For this review of the HEOS AVR, we assembled a 5.1-channel system that included the HEOS Subwoofer and a pair of the previously reviewed HEOS 1 active wireless speakers (June 2016 issue and soundandvision.com) in the surround positions. All are packaged with showmanship, featuring sturdy, colorful boxes and heavy packing material; the HEOS Subwoofer even has the HEOS name and logo die-cut into a protective corrugated cardboard panel. If the unpacking experience is important to you, you’ll be favorably impressed.
App-Driven Setup
When I set up a conventional A/V receiver with passive speakers and an active sub, I connect all speakers and components, run the auto setup, manually tweak a few settings in the TV-screen interface, make a wired or wireless network connection, and start listening. Setting up the HEOS AVR is different. Its central organizing principle is the HEOS App. Setup does require a dive into a graphic user interface—but on your tablet or phone, not your TV screen.
The first order of business was to connect the AVR, sub, and surrounds to the network. My initial crack at the AVR was unsuccessful, even after system resets, possibly because I had confused it by plugging it in and letting it twist in the wind for 24 hours. I unplugged it and turned my attention to the HEOS Subwoofer and the HEOS 1 pair. After connecting an Android tablet’s headphone jack to each of their aux inputs—which provides a data (not analog audio) connection—I followed the app’s prompts, typed in the network password, and named them Sub,
Left Surround, and Right Surround (though their system assignments came later). The app mercifully remembered the network password after the first go-round. It offered “optimized” settings for the sub and surround that covered crossover, gain, and volume curve in an undisclosed proprietary manner. Its default crossover for the three front speakers was 80 hertz, a good choice for my Paradigms.
With the sub and surrounds connected and their software updated, I returned to the AVR—which, after its coffee break, was amenable to receiving the network connection and software update. (I learned later from Denon that the AVR goes into deep sleep to save energy when it can’t find a network and would have woken up and accepted connection with any button press on the remote. The company is said to be working on a new setup routine due later this year, in any event.) Once the AVR was recognized on the app’s device list, along with the sub and surrounds, I was able to use the set-up assistant to assign the HEOS Subwoofer as sub and the HEOS 1 pair as surrounds. The setup assistant might also have stepped me through the TV and input connections, but as an old-fashioned receiver guy, I had already done them—and they worked.
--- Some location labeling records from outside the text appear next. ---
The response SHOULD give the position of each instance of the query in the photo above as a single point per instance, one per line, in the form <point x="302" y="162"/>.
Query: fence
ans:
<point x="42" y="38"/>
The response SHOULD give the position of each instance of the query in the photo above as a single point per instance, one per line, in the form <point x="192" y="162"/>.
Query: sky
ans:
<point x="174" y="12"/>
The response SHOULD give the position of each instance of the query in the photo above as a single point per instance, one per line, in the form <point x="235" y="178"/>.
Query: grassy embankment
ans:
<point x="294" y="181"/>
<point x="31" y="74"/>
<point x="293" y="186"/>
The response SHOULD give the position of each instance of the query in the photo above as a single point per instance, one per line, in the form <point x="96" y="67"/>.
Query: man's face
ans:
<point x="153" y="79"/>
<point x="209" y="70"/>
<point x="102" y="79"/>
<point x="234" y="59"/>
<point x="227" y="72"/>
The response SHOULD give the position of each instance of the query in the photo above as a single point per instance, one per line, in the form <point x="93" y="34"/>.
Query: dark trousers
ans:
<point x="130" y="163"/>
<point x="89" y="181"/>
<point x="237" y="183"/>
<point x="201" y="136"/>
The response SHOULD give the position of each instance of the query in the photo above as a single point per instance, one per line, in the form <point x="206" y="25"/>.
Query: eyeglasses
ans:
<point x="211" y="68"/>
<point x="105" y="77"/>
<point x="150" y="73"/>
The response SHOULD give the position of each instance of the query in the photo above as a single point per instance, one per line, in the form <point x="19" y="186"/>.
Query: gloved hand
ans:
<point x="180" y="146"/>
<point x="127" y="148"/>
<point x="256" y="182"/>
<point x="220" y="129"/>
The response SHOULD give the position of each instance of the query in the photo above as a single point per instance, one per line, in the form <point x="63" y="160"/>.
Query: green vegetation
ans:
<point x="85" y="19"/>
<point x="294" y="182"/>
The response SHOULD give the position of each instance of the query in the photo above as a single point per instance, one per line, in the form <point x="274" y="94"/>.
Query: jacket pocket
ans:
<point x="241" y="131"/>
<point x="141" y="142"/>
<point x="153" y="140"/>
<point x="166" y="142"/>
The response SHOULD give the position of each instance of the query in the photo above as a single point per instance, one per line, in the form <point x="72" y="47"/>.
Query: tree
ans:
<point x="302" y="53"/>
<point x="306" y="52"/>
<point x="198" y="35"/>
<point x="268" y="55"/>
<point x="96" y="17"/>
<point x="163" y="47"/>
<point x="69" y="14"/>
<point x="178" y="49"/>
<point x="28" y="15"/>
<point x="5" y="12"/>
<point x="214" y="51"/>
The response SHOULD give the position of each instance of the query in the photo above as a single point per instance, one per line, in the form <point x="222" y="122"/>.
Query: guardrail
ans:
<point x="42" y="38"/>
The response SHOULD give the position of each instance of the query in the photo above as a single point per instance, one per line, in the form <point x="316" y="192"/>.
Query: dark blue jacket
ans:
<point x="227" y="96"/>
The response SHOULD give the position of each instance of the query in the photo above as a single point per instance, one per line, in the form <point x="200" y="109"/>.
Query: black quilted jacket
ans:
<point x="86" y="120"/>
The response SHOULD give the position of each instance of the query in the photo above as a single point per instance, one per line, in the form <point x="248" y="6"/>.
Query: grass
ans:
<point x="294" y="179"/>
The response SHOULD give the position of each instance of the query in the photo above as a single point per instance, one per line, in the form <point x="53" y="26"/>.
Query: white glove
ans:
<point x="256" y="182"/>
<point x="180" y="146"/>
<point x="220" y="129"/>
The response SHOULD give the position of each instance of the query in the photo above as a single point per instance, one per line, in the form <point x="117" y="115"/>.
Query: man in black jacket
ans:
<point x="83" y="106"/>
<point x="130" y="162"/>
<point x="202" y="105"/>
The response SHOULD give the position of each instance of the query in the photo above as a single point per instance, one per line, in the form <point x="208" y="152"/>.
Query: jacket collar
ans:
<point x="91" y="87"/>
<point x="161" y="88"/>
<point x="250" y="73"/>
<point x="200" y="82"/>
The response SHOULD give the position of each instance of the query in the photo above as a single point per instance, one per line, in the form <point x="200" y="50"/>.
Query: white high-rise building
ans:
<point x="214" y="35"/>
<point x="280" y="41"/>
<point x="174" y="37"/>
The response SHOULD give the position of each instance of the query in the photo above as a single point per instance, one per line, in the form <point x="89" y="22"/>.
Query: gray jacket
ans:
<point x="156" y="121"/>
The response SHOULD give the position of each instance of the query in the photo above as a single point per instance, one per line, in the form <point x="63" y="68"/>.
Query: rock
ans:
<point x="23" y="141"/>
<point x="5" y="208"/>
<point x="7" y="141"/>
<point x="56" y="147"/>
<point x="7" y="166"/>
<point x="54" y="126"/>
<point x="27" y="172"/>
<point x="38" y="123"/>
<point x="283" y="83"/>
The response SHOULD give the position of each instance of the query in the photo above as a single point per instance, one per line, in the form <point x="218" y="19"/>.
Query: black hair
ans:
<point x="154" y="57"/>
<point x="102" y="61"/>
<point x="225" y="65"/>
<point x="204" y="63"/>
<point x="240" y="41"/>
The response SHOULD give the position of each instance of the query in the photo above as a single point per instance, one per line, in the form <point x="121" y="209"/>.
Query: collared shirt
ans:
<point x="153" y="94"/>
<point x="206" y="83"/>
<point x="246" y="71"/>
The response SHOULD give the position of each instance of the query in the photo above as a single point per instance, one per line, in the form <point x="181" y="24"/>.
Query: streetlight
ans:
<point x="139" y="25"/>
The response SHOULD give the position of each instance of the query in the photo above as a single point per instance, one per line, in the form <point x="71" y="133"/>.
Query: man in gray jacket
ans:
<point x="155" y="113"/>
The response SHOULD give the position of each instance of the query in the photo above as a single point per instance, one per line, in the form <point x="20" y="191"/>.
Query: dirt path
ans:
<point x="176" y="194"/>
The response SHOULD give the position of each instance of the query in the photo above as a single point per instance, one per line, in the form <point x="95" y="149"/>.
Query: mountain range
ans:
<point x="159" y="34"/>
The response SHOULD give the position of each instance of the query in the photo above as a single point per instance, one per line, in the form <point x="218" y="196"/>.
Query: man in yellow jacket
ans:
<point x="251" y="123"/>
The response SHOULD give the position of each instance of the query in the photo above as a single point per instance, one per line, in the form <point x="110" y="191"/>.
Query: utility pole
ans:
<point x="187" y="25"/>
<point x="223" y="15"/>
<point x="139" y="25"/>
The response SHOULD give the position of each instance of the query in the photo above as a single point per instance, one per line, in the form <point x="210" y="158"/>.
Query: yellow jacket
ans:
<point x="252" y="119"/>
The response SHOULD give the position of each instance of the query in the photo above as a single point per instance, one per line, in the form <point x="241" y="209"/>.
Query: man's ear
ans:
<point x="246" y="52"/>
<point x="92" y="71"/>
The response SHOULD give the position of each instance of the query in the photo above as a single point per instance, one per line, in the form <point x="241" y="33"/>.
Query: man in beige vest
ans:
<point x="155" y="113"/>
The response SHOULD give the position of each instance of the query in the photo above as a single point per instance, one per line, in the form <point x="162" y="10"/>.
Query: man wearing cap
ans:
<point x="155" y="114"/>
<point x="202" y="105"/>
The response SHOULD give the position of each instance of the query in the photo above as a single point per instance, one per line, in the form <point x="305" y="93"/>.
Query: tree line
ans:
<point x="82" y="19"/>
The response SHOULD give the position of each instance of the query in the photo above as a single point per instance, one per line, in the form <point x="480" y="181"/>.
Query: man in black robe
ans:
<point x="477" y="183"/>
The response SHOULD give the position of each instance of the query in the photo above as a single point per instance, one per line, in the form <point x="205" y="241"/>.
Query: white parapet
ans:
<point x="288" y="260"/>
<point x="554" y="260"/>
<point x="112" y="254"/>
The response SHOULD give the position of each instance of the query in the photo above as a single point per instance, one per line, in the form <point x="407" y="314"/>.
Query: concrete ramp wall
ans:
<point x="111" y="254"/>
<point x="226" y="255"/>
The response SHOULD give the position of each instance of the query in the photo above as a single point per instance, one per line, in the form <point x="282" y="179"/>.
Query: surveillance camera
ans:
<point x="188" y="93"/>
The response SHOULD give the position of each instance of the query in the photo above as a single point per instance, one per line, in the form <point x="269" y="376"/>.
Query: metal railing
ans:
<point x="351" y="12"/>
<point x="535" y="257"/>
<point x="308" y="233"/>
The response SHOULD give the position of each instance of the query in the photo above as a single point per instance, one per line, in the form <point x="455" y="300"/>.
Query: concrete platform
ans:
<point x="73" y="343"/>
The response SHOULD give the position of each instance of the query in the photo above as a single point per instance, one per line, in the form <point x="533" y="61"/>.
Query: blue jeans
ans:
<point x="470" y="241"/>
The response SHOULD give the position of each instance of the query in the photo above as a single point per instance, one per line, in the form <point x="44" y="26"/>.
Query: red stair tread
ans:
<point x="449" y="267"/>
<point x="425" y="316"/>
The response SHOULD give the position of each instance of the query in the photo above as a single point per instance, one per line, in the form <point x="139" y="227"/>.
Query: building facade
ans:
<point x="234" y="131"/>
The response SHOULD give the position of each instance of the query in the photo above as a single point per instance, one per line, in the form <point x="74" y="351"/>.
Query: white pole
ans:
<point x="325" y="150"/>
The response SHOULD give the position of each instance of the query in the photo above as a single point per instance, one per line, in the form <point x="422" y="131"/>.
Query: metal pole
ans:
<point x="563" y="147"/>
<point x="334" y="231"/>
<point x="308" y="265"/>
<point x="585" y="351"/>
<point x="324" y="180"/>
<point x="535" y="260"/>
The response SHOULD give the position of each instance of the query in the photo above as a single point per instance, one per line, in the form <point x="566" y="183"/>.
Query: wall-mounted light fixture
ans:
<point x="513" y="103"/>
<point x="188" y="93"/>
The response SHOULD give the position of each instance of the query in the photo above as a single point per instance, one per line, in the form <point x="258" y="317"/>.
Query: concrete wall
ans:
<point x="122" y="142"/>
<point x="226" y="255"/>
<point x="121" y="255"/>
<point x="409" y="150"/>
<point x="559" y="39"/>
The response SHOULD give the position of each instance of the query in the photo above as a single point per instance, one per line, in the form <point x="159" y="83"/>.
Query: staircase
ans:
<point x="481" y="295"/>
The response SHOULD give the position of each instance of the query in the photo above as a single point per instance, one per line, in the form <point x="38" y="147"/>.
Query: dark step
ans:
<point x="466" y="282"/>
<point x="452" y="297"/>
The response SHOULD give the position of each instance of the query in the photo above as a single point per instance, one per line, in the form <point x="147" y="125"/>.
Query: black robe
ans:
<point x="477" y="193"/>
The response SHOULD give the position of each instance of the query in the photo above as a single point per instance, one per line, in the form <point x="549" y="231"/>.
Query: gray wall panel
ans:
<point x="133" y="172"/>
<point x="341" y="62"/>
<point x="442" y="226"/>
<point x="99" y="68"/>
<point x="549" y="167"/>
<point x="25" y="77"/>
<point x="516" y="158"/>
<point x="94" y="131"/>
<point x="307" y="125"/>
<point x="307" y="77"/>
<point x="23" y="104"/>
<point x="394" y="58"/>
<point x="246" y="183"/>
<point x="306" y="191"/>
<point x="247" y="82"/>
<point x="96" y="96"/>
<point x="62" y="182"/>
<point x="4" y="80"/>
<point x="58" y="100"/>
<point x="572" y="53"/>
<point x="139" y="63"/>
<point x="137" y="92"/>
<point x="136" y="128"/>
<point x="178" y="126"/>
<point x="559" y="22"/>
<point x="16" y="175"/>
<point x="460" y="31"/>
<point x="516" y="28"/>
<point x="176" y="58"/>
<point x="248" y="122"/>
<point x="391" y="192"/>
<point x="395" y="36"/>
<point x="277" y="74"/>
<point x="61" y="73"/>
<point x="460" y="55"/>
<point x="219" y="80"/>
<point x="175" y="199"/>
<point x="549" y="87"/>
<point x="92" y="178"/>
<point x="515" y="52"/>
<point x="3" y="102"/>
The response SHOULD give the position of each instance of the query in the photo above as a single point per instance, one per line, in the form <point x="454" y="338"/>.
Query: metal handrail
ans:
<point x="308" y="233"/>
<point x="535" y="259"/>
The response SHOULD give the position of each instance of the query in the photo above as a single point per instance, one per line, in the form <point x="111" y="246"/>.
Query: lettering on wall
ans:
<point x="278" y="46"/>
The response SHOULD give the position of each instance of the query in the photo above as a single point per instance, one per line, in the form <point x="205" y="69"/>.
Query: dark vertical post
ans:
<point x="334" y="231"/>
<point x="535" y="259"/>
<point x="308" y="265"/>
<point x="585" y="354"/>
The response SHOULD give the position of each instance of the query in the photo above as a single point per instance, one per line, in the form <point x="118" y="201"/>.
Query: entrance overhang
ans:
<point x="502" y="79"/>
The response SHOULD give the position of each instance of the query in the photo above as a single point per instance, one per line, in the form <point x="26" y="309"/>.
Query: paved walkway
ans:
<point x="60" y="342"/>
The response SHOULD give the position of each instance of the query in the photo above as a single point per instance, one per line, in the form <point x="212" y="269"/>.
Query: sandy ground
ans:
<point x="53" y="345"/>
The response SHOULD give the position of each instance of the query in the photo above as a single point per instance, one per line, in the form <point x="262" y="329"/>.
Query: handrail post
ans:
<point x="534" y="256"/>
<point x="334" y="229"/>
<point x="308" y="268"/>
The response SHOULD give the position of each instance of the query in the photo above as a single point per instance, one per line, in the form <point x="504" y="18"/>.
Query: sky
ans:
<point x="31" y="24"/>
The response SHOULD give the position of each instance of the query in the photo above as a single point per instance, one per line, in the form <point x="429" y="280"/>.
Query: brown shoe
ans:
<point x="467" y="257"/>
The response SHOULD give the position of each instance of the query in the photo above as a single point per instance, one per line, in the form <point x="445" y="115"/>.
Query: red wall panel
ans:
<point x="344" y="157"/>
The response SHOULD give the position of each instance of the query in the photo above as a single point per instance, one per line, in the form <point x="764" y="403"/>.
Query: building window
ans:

I’d wondered how the app would let me access the things I’d normally tinker with in a receiver interface. The answer lay in the My Devices/HEOS AVR menu, where a Speakers submenu allowed access to crossovers, sub phase, levels, distances, and impedance compatibility settings. One problem: Although I pecked away to trigger the test tone and set levels, the app barely responded. The Android tablet had never had touch-sensitivity issues with other software, so the unresponsiveness must have been a bug in the Android app and its interaction with the network and system. On an iPad, the submenu was more functional, albeit slow, as settings wormed through the network. But I finally had a shiny new HEOS system ripe for listening.